One American preacher gets it. John MacArthur, in his book, The Battle for the Beginning, says it well:
“If Genesis 1-3 doesn’t tell us the truth, why should we believe anything else in the Bible? Without a right understanding of our origin, we have no way to understand anything about our spiritual existence. We cannot know our purpose, and we cannot be certain of our destiny. After all, if God is not the Creator, then maybe He’s not the Redeemer either. If we cannot believe the opening chapters of Scripture, how can we be certain of anything the Bible says?”
MacArthur also expands the importance of this topic, and in doing so, touches on another aspect of this: the Bible’s predictive prophecy, of which Israel and the Jews play the dominant historical role:
“It [the Bible] is as true when it tells the future as it is when it records the past.”
How sad that much of Christianity is missing the point by not believing this. The embracing of the philosophy of naturalism is the cause.
Although at first glance, such thought seems to more directly impact pure scientific agendas (“evolution must be true”) it is in fact more an attack on the very history of the Jewish people and the overall Bible. This impacts the individual much more than talk of biology and the age of stars.
If the Bible is not true in its history, then it follows that its philosophical elements are likewise faulty. For the Christian (and this is especially true of young people, who are not stupid and can reason quite well), this casts doubt on the very foundations of the faith, including the resurrection of Christ.
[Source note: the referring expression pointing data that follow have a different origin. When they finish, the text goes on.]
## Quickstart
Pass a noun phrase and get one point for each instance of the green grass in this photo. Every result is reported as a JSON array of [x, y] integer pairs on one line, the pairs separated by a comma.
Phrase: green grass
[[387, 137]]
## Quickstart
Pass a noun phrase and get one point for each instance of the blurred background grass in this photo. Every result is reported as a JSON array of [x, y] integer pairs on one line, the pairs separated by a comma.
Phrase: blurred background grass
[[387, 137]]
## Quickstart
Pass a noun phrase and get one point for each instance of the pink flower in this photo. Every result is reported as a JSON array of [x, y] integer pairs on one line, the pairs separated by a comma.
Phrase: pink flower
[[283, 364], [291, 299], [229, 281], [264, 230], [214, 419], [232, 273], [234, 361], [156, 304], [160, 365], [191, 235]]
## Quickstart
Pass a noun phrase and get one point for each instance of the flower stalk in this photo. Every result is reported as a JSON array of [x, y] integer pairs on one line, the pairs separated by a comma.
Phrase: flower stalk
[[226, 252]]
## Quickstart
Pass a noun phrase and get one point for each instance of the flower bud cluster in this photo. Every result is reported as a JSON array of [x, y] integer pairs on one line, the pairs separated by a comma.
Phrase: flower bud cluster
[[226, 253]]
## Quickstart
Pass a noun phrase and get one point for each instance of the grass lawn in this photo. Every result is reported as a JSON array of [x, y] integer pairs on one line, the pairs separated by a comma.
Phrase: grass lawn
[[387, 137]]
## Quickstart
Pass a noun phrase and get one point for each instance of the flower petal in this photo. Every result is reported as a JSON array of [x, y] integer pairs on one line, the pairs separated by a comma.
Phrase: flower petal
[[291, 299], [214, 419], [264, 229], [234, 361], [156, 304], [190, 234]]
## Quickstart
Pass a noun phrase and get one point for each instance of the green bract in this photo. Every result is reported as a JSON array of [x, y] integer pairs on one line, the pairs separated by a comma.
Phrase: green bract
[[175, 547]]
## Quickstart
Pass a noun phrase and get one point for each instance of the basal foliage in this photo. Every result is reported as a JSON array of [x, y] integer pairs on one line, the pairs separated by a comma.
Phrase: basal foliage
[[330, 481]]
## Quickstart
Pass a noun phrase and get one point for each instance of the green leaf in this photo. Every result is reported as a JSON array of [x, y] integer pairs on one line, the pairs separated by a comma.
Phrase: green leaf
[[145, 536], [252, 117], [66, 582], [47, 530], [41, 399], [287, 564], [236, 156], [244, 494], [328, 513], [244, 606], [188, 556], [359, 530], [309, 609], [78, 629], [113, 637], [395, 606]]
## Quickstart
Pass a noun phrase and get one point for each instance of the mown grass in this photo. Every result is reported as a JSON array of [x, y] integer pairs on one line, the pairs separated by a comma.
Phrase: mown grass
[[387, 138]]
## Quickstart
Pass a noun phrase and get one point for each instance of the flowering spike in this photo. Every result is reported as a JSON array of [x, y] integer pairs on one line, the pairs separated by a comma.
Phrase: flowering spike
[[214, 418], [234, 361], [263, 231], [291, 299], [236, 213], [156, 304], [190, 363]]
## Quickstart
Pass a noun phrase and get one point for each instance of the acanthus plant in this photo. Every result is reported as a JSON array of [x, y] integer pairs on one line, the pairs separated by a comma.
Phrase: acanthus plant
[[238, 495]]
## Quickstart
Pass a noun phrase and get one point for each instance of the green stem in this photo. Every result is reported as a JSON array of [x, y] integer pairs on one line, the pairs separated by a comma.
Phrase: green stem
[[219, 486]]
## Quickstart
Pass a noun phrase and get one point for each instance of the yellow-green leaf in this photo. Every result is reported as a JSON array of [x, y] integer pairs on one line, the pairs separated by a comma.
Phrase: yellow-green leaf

Simply put, if a loving Creator does not in fact exist, then you’re on your own, pal. And that is a profoundly horrifying thought.
Such teaching also grossly undermines support for Israel, because for one thing, if the Jewish claims to the land of Israel are invalid historically, why is their case stronger than, say, the Palestinians?
This is where we are, and the American church is heading off a cliff theologically, with too many of them embracing Darwin’s philosophy of naturalism (at complete odds with the Gospel itself, which is all about the worth of the individual). A twin error is Replacement Theology.
We have the X-Club, the German Higher Critics, and an enamored 19th century American clergy community to thank for it.